To build support for your own language, you need to implement the following key components:

* `TimeSeriesLogicalPlanner` takes in a Time Series Request, and is expected to return a Plan Tree consisting of `BaseTimeSeriesPlanNode`. The leaves of the plan tree should be `LeafTimeSeriesPlanNode`. The planner can also define the `TimeBuckets` as it sees fit.
* `BaseTimeSeriesPlanNode` allows you to implement your own plan nodes. Each plan node is expected to return a `BaseTimeSeriesOperator` via its `run` method.
* `BaseTimeSeriesOperator` allows you to define and implement your operators.
* `BaseTimeSeriesBuilder` can be implemented for each aggregation type you want to support.

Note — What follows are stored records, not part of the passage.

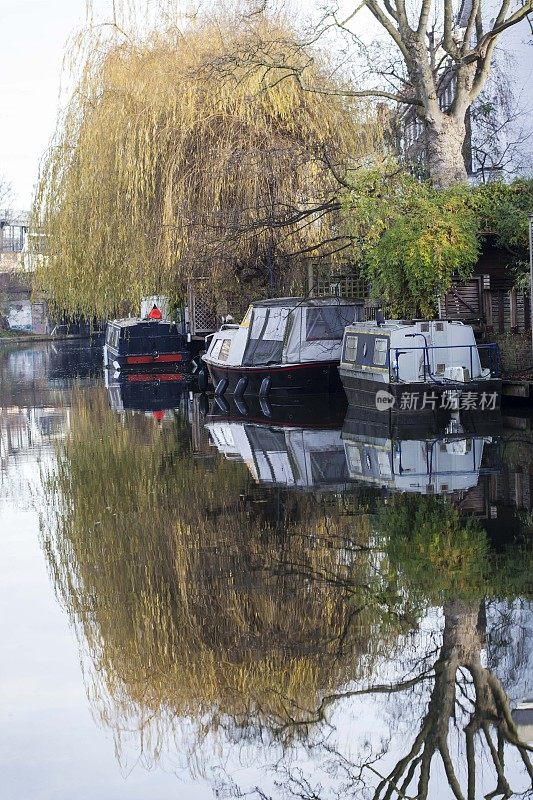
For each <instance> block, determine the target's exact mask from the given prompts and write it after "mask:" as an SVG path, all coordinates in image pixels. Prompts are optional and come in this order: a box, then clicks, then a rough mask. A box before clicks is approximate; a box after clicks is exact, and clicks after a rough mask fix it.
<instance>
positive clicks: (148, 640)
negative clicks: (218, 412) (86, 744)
mask: <svg viewBox="0 0 533 800" xmlns="http://www.w3.org/2000/svg"><path fill="white" fill-rule="evenodd" d="M247 499H248V501H249V502H246V501H247ZM48 501H49V502H48V507H49V510H50V516H49V519H48V520H47V524H45V525H44V542H45V549H46V552H47V554H48V559H49V564H50V567H51V571H52V574H53V576H54V580H55V584H56V587H57V592H58V595H59V597H60V598H61V600H62V602H63V603H64V605H65V606H66V608H67V609H68V611H69V613H70V614H71V616H72V618H73V620H74V621H75V622H76V623H77V625H78V628H79V630H80V633H81V637H82V640H83V641H85V642H86V646H87V648H88V652H89V654H90V660H91V662H92V664H93V666H94V669H93V670H92V672H93V675H94V677H93V684H92V689H91V694H92V696H93V697H94V698H95V699H96V703H97V706H98V707H99V709H100V713H101V716H102V719H103V720H104V721H105V722H106V723H107V724H109V725H111V726H112V727H113V728H114V729H115V730H117V731H119V730H120V729H121V728H122V729H124V727H129V729H131V728H132V727H133V728H135V727H136V726H137V723H138V721H139V719H141V720H142V719H143V718H144V717H150V718H155V719H156V722H155V723H154V724H155V725H156V727H157V725H162V726H164V725H165V724H166V723H168V724H170V722H168V721H169V720H171V721H172V720H175V718H176V717H183V716H188V717H190V718H191V719H192V720H193V721H195V722H196V724H197V725H198V726H203V727H204V729H205V725H208V727H211V728H213V729H216V728H217V726H218V724H219V722H220V719H221V718H222V717H224V718H227V717H231V718H232V719H234V720H235V721H236V724H237V725H239V726H246V721H247V720H249V719H251V717H252V715H254V714H256V715H259V717H260V719H261V721H262V724H263V725H267V726H268V725H270V724H272V725H274V726H276V725H283V724H284V723H287V722H288V720H289V718H292V719H296V720H298V719H299V720H303V721H305V720H307V719H308V718H309V717H310V716H312V712H313V710H314V709H315V708H316V707H317V706H318V704H319V703H320V698H321V697H322V696H323V694H324V693H328V692H331V691H334V690H335V689H336V688H338V687H339V686H341V685H343V684H344V683H346V682H347V681H349V680H352V679H356V678H365V677H368V674H369V672H370V670H371V669H372V665H373V664H374V663H375V661H376V659H377V658H378V657H379V656H380V655H383V653H384V652H390V651H391V650H392V649H393V648H394V646H395V642H396V639H397V636H398V634H399V633H400V632H401V630H402V624H403V623H401V622H399V621H398V617H397V615H395V614H391V615H387V610H386V608H385V607H384V605H383V601H382V600H381V599H380V597H379V591H373V589H372V585H371V584H372V581H373V579H374V576H375V574H376V564H375V563H374V562H373V560H372V558H373V557H372V555H371V553H369V552H368V551H365V550H363V551H361V552H356V554H355V555H351V556H349V557H347V552H348V553H349V550H348V551H347V550H346V547H347V546H349V545H351V546H352V547H353V545H354V543H355V542H359V544H362V545H364V546H365V547H366V546H367V545H368V542H369V537H370V535H371V526H370V523H369V521H368V519H367V518H366V517H364V516H361V517H351V518H346V517H345V518H342V517H339V518H335V517H331V516H327V514H326V511H325V508H324V506H323V505H321V504H320V503H319V502H317V500H316V499H315V498H313V497H312V496H311V497H310V496H306V495H288V496H285V499H284V501H283V510H282V513H281V523H280V521H279V518H278V517H276V520H274V519H273V516H274V514H273V513H272V505H275V503H273V498H272V495H269V494H268V493H266V492H264V491H262V490H259V489H258V488H257V487H256V486H255V485H254V484H253V483H252V481H251V478H250V476H249V473H248V471H247V469H246V467H245V466H244V465H238V464H234V463H228V462H227V461H225V460H224V459H221V458H220V459H219V458H217V459H216V460H215V463H214V465H212V466H211V467H210V468H206V466H205V465H204V464H203V462H201V461H198V460H195V459H194V458H192V456H191V453H190V446H189V443H188V441H187V431H186V429H185V428H184V427H179V426H178V427H177V428H168V427H165V426H163V427H160V426H159V425H158V424H157V423H156V422H155V420H153V419H151V418H146V417H143V416H137V417H135V418H131V417H129V418H126V419H125V420H122V419H121V418H120V417H119V416H117V415H114V414H113V413H112V412H111V411H109V409H107V408H106V398H105V395H104V393H103V392H102V391H101V390H98V391H94V392H91V393H90V394H88V395H81V394H80V395H79V396H77V397H75V399H74V403H73V409H72V430H71V433H70V435H69V438H68V439H67V441H66V442H65V443H64V445H62V446H61V449H60V450H59V452H58V461H57V466H56V468H55V470H54V472H53V473H52V475H51V476H50V479H49V483H48ZM250 506H252V507H253V509H254V512H253V513H250ZM343 520H344V521H343ZM148 711H150V712H151V713H148ZM132 719H134V720H136V724H135V725H133V726H132V725H129V723H128V725H125V720H128V721H129V722H131V720H132ZM207 719H209V720H210V722H209V723H208V722H207V721H206V720H207ZM139 724H140V723H139Z"/></svg>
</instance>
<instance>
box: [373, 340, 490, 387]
mask: <svg viewBox="0 0 533 800" xmlns="http://www.w3.org/2000/svg"><path fill="white" fill-rule="evenodd" d="M412 335H413V336H416V335H421V336H423V334H412ZM436 350H446V351H449V350H467V351H468V355H467V364H464V365H461V366H467V365H469V366H470V380H474V376H473V372H474V351H475V352H476V353H477V354H478V356H479V362H480V366H481V369H482V370H484V369H489V371H490V377H491V378H499V377H501V364H500V350H499V347H498V345H497V344H494V343H490V344H456V345H423V346H420V347H390V348H389V381H393V382H395V383H407V382H411V381H413V379H412V378H411V379H403V378H402V377H401V374H400V373H401V365H400V359H401V356H403V355H408V354H410V353H412V352H413V351H420V352H422V353H423V358H422V367H423V377H422V379H423V381H424V382H426V381H431V382H432V383H441V384H447V383H459V381H453V380H452V379H449V378H445V377H444V375H442V374H440V373H438V372H436V371H434V370H433V369H432V368H431V363H430V353H431V354H432V355H434V351H436ZM393 354H394V358H393ZM444 363H445V362H444ZM478 377H480V378H481V377H482V376H481V375H480V376H478ZM414 380H415V381H416V382H418V381H419V377H418V376H417V377H416V378H415V379H414Z"/></svg>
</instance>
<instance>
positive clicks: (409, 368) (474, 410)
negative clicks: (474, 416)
mask: <svg viewBox="0 0 533 800" xmlns="http://www.w3.org/2000/svg"><path fill="white" fill-rule="evenodd" d="M339 371H340V376H341V380H342V384H343V386H344V389H345V391H346V394H347V396H348V401H349V402H350V404H351V405H354V406H359V407H363V408H372V409H374V410H375V409H377V410H378V411H379V410H382V411H392V412H418V413H420V412H423V411H426V412H435V411H438V410H439V409H444V410H448V411H449V410H463V409H464V410H468V411H476V412H477V411H484V410H487V411H494V410H495V409H497V408H499V401H500V392H501V379H500V362H499V351H498V346H497V345H495V344H488V345H483V344H481V345H478V344H477V343H476V340H475V338H474V332H473V329H472V327H471V326H470V325H464V324H463V323H462V322H458V321H446V320H414V321H404V320H390V321H384V320H378V322H354V323H353V324H352V325H348V326H347V327H346V330H345V333H344V340H343V347H342V358H341V363H340V369H339Z"/></svg>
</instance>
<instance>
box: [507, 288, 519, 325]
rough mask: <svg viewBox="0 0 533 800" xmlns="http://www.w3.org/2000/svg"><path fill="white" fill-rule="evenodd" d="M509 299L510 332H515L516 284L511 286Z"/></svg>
mask: <svg viewBox="0 0 533 800" xmlns="http://www.w3.org/2000/svg"><path fill="white" fill-rule="evenodd" d="M509 300H510V304H511V333H517V331H518V321H517V314H516V286H513V287H512V289H511V291H510V298H509Z"/></svg>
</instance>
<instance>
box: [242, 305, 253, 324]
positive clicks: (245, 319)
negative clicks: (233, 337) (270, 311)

There is an example Plugin implementation in the apache/pinot repo under [pinot-plugins/pinot-timeseries-lang](https://github.com/apache/pinot/tree/master/pinot-plugins/pinot-timeseries-lang).

## Plugin Implementation Tips

* Consider using frameworks like JavaCC for implementing your Query Parser.
* `TimeBuckets` that you return from your planner can spill beyond the \[start, end] of the original request. You can also define the resolution based on your language's semantics.
* Choose the resolution of `TimeBuckets` wisely. Setting a very fine resolution can make your visualization tool slow or incur a lot of Heap in Pinot.
* Use the `limit` in the `LeafTimeSeriesPlanNode` to control the maximum number of series that can be returned from the leaf stage.
* Note that for each series returned by the Leaf Operator, there will be a `Double[]` array with length that is the same as `TimeBuckets#getTimeBuckets()` . Ideally you should tune your `limit` and the resolution of `TimeBuckets` based on a fixed upper-bound of the number of data points you want to allow.